Said Corkran, when he had explained how it felt to command a native Infantry regiment on the border: “The Stricks are coming for to-night-with their boy.”

“I remember him. The little fellow I wrote a story about,” I said. “Is he in the Service?”

“No. Strick got him into the Centro-Euro-Africa Protectorate. He’s Assistant-Commissioner at Dupe–wherever that is. Somaliland, ain’t it, Stalky?” asked the Infant.

Stalky puffed out his nostrils scornfully. “You’re only three thousand miles out. Look at the atlas.”

“Anyhow, he’s as rotten full of fever as the rest of you,” said the Infant, at length on the big divan. “And he’s bringing a native servant with him. Stalky be an athlete, and tell Ipps to put him in the stable room.”

“Why? Is he a Yao–like the fellow Wade brought here–when your housekeeper had fits?” Stalky often visits the Infant, and has seen some odd things.

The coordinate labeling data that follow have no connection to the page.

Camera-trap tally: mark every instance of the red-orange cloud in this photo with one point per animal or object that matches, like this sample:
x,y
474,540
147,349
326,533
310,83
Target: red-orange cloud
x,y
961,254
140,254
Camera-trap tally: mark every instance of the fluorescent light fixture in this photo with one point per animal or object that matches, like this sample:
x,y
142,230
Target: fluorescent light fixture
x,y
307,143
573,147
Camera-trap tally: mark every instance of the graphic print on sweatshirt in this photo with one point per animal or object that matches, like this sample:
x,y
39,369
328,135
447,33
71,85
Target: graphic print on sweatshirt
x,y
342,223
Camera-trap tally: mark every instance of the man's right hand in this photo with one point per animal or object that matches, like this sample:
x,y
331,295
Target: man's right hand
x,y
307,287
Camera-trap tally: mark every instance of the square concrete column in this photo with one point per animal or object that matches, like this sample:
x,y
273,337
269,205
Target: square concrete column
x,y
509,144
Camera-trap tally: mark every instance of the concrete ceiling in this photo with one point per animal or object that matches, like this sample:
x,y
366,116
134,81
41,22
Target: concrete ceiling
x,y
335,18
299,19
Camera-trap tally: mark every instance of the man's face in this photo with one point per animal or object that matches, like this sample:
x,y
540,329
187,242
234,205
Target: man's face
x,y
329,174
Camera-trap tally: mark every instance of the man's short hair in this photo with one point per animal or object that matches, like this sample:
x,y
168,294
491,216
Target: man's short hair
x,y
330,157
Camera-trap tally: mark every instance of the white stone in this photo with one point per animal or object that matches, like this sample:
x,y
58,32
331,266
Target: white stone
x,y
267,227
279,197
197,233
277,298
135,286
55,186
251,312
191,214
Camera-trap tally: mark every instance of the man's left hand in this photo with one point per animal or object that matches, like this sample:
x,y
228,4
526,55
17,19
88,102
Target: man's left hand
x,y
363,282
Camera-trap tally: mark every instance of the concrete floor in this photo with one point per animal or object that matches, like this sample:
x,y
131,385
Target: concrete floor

“No. He’s one of old Strickland’s Punjabi policemen–and quite European–I believe.”

“Hooray! Haven’t talked Punjabi for three months–and a Punjabi from Central Africa ought to be amusin’.”

We heard the chuff of the motor in the porch, and the first to enter was Agnes Strickland, whom the Infant makes no secret of adoring.

He is devoted, in a fat man’s placid way, to at least eight designing women; but she nursed him once through a bad bout of Peshawur fever, and when she is in the house, it is more than all hers.

“You didn’t send rugs enough,” she began. “Adam might have taken a chill.”

“It’s quite warm in the tonneau. Why did you let him ride in front? “

“Because he wanted to,” she replied, with the mother’s smile, and we were introduced to the shadow of a young man leaning heavily on the shoulder of a bearded Punjabi Mohammedan.

“That is all that came home of him,” said his father to me. There was nothing in it of the child with whom I had journeyed to Dalhousie centuries since.”

“And what is this uniform?” Stalky asked of Imam Din, the servant, who came to attention on the marble floor.

“The uniform of the Protectorate troops, Sahib. Though I am the Little Sahib’s body-servant, it is not seemly for us white men to be attended by folk dressed altogether as servants.”

“And–and you white men wait at table on horseback?” Stalky pointed to the man’s spurs.

“These I added for the sake of honour when I came to England,” said Imam Din Adam smiled the ghost of a little smile that I began to remember, and we put him on the big couch for refreshments. Stalky asked him how much leave he had, and he said “Six months.”